He would never be able to quite describe many of the things he felt during the struggle he waged within his own organism like a civil war. Minnn had entered at his right wrist. Although Chester had mentally braced, the alien had surged up his arm almost instantaneously, nearly to the shoulder. Chester called on his mind to hold Minnn there. He worked some part of his mind to hold Minnn there. He worked some part of his mind like a new muscle—one cannot explain how it is he works a muscle, he just does it. Simultaneously Chester reeled down the hall toward where Monnn, in the talking-attendant, stood by an open door. Monnn and the door were his two aces in the hole.
His flesh crawled; the alien was digging, seeping, sparking through him, along his nerves, like a fluid, a worm, a gas, an insidious writhing electricity. And the alien was winning. Inexorably he drove along the stubborn channels to the seat of control, the watchroom in the skull.

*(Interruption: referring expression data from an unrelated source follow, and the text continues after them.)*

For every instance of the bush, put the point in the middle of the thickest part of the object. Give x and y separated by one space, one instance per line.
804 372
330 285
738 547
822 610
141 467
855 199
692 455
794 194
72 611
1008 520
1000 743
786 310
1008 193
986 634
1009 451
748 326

The talking-attendant stood with a rustling, limp black sac out-held—Minnn's husk, taken from the toy chest of Sally Odum. If Chester could force the writhing Minnn back down and out of his fingertips and into the husk....
But he couldn't. The sweat rolled down his face as the fight went on inside him. He had no way of knowing what would happen when Minnn, who was nearing it, reached his brain. Insanity? Convulsions? Death? At the very least, Minnn would control him, and also know his thoughts, his plan, his two aces in the hole.
There was a twist and a tingle at the base of his skull—the invader was entering his brainstalk. It was time to play his first ace. With a burst of determination to control his reeling motor functions, Chester reached out his hand and touched the hand of the talking-attendant. Monnn swished vengefully inside him.
When they had discussed this the others had been afraid. So had Chester. Two alien forces, one hostile, both struggling, might rip and rupture his psychic system like lightning bolts battling inside a transistor. But Chester Forge was a stubborn man, with perhaps a bureaucratic stubbornness, certainly a human stubbornness, and he was committed to an end to be achieved.
For a few split seconds there was in Chester's nervous system what might be described as a "hush." He took advantage of it to step through the open door into a dimly-lighted room. The hospital director, insulation-swathed, followed with the leather-rustling husk.
Then Minnn and Monnn locked forces, and Chester reeled with the shock and swirl of the combat. The two forces mixed, fused, separated, mingled, yet Chester somehow knew always which was which, got bursts of the reasoning of each, knew in some indescribable way the alien, indecipherable natures of each of them. For an instant he panicked. Something mysterious and terrible as the dark energy of infinity was pounding and flashing in his merely human synapses and cells, something he understood yet could not understand at all.
He felt a draining, and knew Minnn was tapping him for energy. Chester rallied to help Monnn. He pulled his energy, his thoughts, away from Minnn, rolling up, balling, clenching his powers, keeping them out of reach, probing for a chance to strike. Minnn filamented through half his body; part of the alien was needling and darting into Chester's mind, burrowing toward knowledge of his plan. Chester buried his plan in the very center of the ball of thoughts, hiding his last ace.